Forum Zwierzaki

Zwierzęta => Psy, pieski, psiaki => Zdrowie => Wątek zaczęty przez: IBDG w 2006-10-22, 18:16



Tytuł: Keratynina i mocznik
Wiadomość wysłana przez: IBDG w 2006-10-22, 18:16
Badania krwi 12-letniego Toffika są dobre, jak na ten wiek, tylko mocznik i keratynina są w górnych granicach normy. Mocznik 35, keratynina 1,2. Wet zaproponował, by podawać mu Royal Canin, oczywiście dla starszych psów. Podobno jest niedroga i dobra, ale chętnie posłucham Waszych sugestii :) :tak:


Tytuł: Odp: Keratynina i mocznik
Wiadomość wysłana przez: kkaassiiaa w 2006-10-22, 18:36
Jeśli mocznik i kreatynina są w granicach norm to nie ma co się martwić. Jak często robicie badania? Jakie były poprzednie wyniki? Co do tej pory jadł Toffik? Jeśli do tej pory nie miał żadnych problemów zdrowotnych, karma mu odpowiedała to nie ma wiekszej potrzeby jej zmieniać. Chociaż Royal Canin to bardzo dobra karma.
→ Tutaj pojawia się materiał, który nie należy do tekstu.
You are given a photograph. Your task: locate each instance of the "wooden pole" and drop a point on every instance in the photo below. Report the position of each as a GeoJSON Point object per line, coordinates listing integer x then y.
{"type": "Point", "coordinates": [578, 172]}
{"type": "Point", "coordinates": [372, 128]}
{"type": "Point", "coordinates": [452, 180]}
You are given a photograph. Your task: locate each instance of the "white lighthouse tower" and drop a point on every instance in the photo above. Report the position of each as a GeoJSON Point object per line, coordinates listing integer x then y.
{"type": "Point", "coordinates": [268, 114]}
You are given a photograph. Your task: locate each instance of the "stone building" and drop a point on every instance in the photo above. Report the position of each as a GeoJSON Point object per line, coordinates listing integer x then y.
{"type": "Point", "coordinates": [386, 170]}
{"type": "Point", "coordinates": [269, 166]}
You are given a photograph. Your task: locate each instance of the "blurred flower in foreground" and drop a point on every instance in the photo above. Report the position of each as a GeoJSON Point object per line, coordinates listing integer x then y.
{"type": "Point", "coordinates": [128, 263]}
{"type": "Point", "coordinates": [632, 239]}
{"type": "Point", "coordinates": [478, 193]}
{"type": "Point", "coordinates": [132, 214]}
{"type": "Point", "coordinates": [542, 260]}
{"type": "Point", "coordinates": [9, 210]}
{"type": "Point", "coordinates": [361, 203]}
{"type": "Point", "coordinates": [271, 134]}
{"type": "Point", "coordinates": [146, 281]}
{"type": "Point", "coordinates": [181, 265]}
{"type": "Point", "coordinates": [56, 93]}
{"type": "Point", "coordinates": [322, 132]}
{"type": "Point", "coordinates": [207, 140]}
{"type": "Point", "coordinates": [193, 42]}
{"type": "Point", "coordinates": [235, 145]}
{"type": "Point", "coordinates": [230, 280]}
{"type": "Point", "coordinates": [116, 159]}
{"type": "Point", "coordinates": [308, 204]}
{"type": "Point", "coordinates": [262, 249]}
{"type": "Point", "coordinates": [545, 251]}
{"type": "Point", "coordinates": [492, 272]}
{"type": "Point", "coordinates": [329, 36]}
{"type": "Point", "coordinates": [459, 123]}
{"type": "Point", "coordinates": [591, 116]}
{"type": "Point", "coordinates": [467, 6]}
Tytuł: Odp: Keratynina i mocznik
Wiadomość wysłana przez: IBDG w 2006-10-22, 19:11
Badanie robiliśmy pierwszy raz i zamierzamy robić co roku, nawet, jeśli nie będzie żadnych niepokojących objawów. Profilaktyka, wiadomo... Psiak zachowuje się, jakby nic mu nie dolegało, śmiga jak kozica, żadnych problemów żołądkowych czy jakichkolwiek innych. Jedynym objawem wieku, oprócz siwizny i braku przednich ząbków (miał je w kiepskim stanie już 6 lat temu, w chwili adopcji ze schroniska, pewnie jako szczeniak był źle żywiony), są jaśniejące źrenice. Badanie krwi wykluczyło cukrzycę, która mogła być tego powodem. Po prostu wiek... Dostaje na to kropelki. Pozostaje kwestia diety, a więc w odstawkę idą paróweczki, które piesek uwielbia... :( Dostawał je rzadko, a teraz tylko od święta, niestety... Na szczęście lubi wszelkie sery, a te mu chyba nie zaszkodzą? Kurka teraz raczej będzie gotowana niż pieczona, ale Toffik taką też wsunie. Jadł też żołądki, serca, niestety, żadnych warzyw nie lubi. Karmy mu zmienialiśmy, żeby piesek miał urozmaicenie. Czy lepsza byłaby Purina, czy Royal?
I przy okazji, ile u Was kosztuje badanie krwi? Zapłaciłam 70 zł, czy to drogo?     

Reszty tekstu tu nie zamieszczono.